The original registration period was set to open on Oct. 1, but the Food and Drug Administration announced at the end of September the it was not ready to accept registrations at that time. The guidance document governing the process was still in draft form and was under review at the Office of Management and Budget.
It has now been released in final form, with little if any modifications from the draft form.
“If it’s updated it’s mostly dates,” Justin Prochnow, a Denver-based attorney with the firm Greenberg Traurig, told NutraIngredients-USA.
A number of companies have already registered their facilities with FDA under the 2002 bioterrorism law. But that doesn’t exempt them from the new requirement.

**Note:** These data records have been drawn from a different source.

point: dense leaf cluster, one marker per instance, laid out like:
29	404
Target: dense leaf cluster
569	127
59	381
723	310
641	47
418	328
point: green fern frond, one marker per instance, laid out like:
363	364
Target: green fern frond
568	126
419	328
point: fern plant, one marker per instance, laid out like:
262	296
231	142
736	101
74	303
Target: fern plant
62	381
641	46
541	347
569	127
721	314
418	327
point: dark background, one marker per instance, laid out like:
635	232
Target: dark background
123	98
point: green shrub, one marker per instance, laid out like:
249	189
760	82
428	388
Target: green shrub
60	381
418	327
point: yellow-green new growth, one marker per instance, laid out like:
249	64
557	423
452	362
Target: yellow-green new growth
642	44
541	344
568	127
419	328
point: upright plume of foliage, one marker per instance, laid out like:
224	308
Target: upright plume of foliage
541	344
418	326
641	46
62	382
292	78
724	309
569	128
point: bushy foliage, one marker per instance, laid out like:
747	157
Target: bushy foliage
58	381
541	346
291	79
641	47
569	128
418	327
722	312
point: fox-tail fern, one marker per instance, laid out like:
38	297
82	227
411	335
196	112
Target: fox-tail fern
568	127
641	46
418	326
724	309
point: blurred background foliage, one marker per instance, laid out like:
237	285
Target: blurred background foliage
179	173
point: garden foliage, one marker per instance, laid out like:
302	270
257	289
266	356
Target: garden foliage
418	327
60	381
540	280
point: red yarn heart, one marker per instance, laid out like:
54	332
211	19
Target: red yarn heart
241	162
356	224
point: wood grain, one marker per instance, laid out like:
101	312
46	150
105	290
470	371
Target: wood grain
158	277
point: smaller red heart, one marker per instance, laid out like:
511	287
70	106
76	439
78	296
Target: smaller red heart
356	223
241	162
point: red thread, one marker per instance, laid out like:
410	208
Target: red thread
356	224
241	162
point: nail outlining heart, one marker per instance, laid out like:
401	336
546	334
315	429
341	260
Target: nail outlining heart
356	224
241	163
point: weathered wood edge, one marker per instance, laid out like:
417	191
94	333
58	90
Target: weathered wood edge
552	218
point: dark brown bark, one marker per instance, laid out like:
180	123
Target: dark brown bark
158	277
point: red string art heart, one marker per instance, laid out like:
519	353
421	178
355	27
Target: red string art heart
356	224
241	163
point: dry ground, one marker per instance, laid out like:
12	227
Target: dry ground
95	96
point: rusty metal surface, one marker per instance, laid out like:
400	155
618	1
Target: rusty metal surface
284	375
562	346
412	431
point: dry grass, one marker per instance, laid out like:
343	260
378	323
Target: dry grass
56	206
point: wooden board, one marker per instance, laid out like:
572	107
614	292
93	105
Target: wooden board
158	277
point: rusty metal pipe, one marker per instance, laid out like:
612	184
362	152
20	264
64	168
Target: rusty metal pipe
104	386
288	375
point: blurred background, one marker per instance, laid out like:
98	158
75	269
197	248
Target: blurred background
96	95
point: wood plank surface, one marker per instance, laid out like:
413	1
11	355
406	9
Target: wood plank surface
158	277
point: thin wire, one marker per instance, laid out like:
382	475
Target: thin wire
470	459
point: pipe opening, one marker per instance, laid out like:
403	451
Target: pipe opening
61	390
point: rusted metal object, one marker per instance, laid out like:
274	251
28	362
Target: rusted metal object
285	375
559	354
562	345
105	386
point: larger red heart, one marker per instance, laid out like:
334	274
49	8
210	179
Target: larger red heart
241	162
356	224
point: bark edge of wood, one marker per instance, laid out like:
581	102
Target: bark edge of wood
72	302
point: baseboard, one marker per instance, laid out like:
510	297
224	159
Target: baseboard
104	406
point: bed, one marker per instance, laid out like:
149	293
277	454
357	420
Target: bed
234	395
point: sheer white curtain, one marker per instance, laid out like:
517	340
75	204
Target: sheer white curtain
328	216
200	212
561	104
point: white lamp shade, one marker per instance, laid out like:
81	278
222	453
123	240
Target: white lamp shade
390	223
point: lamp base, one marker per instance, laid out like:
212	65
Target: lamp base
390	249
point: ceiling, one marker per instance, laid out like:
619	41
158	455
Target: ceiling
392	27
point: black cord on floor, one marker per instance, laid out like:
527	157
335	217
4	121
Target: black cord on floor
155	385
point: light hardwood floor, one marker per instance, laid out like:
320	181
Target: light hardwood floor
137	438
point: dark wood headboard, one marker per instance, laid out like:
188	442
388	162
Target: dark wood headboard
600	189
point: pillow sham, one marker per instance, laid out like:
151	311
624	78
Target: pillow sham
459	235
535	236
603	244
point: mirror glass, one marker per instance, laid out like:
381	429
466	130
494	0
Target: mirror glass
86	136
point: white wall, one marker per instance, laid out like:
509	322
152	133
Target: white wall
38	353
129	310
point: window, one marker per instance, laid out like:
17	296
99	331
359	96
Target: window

“The biggest thing is that everyone has to register. Even if a company is registered now, everyone has to register during that period,” Prochnow said.
The deadline for the registrations to be completed has apparently remains the previously mandated Dec. 31.
Companies can reference the document on FDA’s website on the FSMA registration process. The document includes an FAQ section as well as a link to the full text of the law, a guidance on food categories, and a guide to using the online registration tool. Companies have the option to mail in a form if they so choose.
Law affects both food and supplement companies
The Grocery Manufacturers Association (GMA) has taken the lead in interacting with FDA on how FSMA affects food manufacturers.
GMA send a letter to FDA in late September seeking guidance on the registration process, an appeal that would appear to now have been fulfilled. The letter was sent on the behalf of a group of trade associations in the food retailing, manufacturing and warehousing industries, and included the American Herbal Products Association (AHPA) as the lone representative of the dietary supplement realm.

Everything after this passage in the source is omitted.